Im absolutely terrified of general anaesthetic. I had an op for cancer 6 years ago so needed a large amount of anaesthetic. I was shaking wirh terror, the staff were super, so kind and i went to sleep very quickly and woke up when i was being pushed back to the ward. I wouldnt take a general lightly in future but after that experience i know i can go through with it.

DillytheGardener Mon 13-Sep-21 08:29:35

CaroleLM16 everyone has their fears and phobias and it’s nothing to be ashamed of, this is yours. I would ask for a sedative or anti anxiety drug to take before you come in so you are relaxed and not fearful. It’s important that you have a good experience this time so in the future it’s less frightening.

Caleo Mon 13-Sep-21 12:26:49

I'm not, but I do understand how knowing you are going to lose consciousness may be frightening. It's about relinquishing all control over what happens to you until you are conscious again.

Do they still give you a premedication that allays this anxiety?

Elless Mon 13-Sep-21 12:29:30

Totally with you Carole I'm actually going into hospital tomorrow for an op on my foot and I am scared stiff. I've had two anaesthetics go wrong, one a general and 7 years ago I had a spinal block that travelled upwards and paralysed my lungs and I couldn't breathe. I ended up with PTSD and had to go for counselling, they gave me EMDR which was fantastic and really helped.

PinkCosmos Mon 13-Sep-21 12:40:28

I have only had GA in hospital twice. Once about 24 years ago and more recently about 5 years ago.

The difference in the going to sleep sensation was completely different with each one.

With the first one I distinctly remember having a horrible taste in my mouth and everything going black quite suddenly.

The more recent time I didn't have any of the above. I remember feeling very relaxed but I don't actually remember 'going under'. It was a much better experience. I think anaesthetics have improved over the years.

CaroleLM16 Mon 13-Sep-21 19:22:27

Thank you all so much for taking the time to reassure me and offer great advice.

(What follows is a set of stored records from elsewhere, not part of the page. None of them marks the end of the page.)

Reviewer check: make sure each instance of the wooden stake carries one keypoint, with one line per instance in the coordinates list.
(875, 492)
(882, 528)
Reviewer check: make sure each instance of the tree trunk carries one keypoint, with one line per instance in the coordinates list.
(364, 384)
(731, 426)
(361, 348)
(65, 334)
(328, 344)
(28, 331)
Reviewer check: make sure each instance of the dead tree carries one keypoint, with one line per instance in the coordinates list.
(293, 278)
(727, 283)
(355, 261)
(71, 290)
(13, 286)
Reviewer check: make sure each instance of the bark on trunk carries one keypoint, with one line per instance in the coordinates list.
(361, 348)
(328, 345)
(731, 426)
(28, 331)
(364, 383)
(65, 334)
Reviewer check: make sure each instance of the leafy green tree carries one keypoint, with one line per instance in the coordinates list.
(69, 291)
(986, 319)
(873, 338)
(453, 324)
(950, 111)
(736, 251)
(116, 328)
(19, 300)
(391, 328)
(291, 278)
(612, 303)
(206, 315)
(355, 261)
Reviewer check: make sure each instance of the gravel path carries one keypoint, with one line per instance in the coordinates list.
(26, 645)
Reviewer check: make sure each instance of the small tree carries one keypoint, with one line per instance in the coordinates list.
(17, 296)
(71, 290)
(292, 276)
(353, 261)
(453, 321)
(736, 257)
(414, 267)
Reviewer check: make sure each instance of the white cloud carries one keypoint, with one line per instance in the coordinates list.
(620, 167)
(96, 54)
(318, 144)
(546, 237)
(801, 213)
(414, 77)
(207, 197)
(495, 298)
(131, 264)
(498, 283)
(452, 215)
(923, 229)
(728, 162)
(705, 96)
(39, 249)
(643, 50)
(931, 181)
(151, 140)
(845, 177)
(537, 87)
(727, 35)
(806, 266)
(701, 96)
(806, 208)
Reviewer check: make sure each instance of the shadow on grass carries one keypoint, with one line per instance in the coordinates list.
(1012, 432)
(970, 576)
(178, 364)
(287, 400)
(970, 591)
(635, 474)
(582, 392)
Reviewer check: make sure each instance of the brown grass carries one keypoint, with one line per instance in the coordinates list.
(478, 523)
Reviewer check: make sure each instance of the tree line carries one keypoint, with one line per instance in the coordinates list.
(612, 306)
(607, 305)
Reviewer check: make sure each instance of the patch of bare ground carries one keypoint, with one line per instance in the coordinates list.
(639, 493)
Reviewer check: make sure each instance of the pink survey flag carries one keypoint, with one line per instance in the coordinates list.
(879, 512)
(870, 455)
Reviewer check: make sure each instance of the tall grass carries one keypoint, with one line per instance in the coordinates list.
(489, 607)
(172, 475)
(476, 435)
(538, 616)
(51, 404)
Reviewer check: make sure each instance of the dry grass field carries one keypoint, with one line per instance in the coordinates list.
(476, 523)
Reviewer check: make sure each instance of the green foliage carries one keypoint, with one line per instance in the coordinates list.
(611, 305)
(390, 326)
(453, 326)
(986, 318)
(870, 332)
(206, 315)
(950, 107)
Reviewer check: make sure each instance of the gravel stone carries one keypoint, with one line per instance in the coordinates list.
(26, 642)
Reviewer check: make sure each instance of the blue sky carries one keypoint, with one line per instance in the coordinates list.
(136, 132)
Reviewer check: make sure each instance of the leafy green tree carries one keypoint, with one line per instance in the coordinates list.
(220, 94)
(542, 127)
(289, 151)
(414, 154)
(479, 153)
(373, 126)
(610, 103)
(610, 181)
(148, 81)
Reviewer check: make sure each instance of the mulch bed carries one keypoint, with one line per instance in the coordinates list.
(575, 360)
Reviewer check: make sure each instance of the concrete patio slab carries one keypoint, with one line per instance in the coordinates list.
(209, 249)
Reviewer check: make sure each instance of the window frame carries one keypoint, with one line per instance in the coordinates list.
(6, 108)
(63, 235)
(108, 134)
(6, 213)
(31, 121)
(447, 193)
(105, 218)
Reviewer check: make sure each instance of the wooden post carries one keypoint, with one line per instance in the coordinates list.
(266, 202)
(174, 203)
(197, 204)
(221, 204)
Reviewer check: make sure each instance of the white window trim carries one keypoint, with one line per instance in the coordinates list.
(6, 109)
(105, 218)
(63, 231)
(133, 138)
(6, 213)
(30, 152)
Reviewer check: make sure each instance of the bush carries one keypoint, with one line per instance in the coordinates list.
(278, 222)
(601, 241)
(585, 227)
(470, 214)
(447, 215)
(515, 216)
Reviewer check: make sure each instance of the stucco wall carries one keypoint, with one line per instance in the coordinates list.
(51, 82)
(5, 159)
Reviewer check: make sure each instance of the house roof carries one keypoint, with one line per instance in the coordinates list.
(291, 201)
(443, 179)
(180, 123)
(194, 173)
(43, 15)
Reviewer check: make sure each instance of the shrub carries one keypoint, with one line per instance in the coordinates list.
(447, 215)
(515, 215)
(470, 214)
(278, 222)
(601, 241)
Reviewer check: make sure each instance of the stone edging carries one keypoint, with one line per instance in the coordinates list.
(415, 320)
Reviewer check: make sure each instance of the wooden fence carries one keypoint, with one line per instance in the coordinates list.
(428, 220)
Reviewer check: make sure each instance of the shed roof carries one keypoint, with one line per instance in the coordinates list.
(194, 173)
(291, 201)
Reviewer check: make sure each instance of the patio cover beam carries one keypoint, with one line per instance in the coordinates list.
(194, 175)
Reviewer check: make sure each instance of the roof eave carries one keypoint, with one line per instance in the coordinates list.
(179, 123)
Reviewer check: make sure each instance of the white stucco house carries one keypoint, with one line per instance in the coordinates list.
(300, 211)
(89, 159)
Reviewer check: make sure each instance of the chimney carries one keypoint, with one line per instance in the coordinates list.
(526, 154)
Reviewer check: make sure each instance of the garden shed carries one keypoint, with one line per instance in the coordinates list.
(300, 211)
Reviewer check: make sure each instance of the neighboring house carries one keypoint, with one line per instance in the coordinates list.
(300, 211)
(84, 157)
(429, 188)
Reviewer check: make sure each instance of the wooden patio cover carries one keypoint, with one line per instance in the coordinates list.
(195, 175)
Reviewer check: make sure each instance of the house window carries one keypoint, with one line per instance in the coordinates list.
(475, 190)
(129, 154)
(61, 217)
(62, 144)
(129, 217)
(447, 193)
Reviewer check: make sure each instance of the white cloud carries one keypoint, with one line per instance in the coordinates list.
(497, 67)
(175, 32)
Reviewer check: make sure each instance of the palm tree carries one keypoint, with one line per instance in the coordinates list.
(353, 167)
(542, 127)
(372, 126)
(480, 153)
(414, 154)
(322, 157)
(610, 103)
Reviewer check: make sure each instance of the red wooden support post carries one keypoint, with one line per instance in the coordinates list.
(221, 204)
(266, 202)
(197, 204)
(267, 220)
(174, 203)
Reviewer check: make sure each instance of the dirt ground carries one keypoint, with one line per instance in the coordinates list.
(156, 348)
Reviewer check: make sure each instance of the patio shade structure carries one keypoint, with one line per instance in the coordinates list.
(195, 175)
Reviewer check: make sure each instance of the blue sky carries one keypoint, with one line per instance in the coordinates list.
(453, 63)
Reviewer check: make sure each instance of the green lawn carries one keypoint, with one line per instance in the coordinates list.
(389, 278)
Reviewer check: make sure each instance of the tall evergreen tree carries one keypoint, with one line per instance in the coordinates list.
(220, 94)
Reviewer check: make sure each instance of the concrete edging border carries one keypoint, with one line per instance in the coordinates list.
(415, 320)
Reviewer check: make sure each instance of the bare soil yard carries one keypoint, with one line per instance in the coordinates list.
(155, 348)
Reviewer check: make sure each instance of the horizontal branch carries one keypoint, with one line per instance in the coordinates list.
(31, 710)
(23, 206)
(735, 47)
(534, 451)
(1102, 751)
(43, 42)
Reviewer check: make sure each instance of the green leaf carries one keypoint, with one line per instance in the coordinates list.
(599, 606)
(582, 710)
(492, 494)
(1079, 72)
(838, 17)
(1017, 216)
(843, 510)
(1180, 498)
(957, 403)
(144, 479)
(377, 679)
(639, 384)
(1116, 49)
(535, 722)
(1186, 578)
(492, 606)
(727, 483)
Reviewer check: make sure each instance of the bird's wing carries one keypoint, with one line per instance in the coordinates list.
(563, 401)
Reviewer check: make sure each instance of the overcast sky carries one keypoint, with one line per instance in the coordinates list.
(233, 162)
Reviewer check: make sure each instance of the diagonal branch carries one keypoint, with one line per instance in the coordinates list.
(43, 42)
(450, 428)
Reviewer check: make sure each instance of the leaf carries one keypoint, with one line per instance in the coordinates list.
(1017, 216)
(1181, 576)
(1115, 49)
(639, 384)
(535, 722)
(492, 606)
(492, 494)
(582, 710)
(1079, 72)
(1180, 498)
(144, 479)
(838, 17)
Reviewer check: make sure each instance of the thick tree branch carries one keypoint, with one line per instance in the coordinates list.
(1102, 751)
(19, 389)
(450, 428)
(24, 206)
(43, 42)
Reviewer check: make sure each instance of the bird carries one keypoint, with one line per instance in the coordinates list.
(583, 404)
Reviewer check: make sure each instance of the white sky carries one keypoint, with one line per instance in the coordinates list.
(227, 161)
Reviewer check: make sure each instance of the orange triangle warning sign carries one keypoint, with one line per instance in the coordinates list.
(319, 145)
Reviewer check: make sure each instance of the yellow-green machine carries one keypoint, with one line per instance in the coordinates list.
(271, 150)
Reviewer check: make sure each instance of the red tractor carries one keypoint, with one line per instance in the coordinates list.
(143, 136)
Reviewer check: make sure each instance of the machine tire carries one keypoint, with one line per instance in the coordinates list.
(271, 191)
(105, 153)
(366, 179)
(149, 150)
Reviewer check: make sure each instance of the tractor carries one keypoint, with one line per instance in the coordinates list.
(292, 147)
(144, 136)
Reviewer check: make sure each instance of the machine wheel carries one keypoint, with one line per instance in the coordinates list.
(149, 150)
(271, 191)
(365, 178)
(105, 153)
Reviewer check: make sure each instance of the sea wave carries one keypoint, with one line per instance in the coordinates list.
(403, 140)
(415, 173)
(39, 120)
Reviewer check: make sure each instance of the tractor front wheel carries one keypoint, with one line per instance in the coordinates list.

I did think about a hypnotherapist but I think of that as ‘going under’ too so I would love to hear anyone’s experience of this. I’m glad to hear that some of you actually like it and find it relaxing going under although part of me thinks ‘arghhh, are you mad?’ 😂😂 I certainly do need to get my big girl pants on (and try not to wet them😂). Silverbridge read me right mentioning my flight response kicking in, I’ll definitely need an early op because I can’t trust myself not to run away whether my bum is sticking out of the theatre gown or not! Funnily enough I love flying and go all over Europe on the back of a motorbike. Lots of people tell me that they would be terrified on the back of bike but I tend to nod off sometimes and don’t worry about falling off. Mad or what? Thanks again for the brilliant advice. I’ll report back!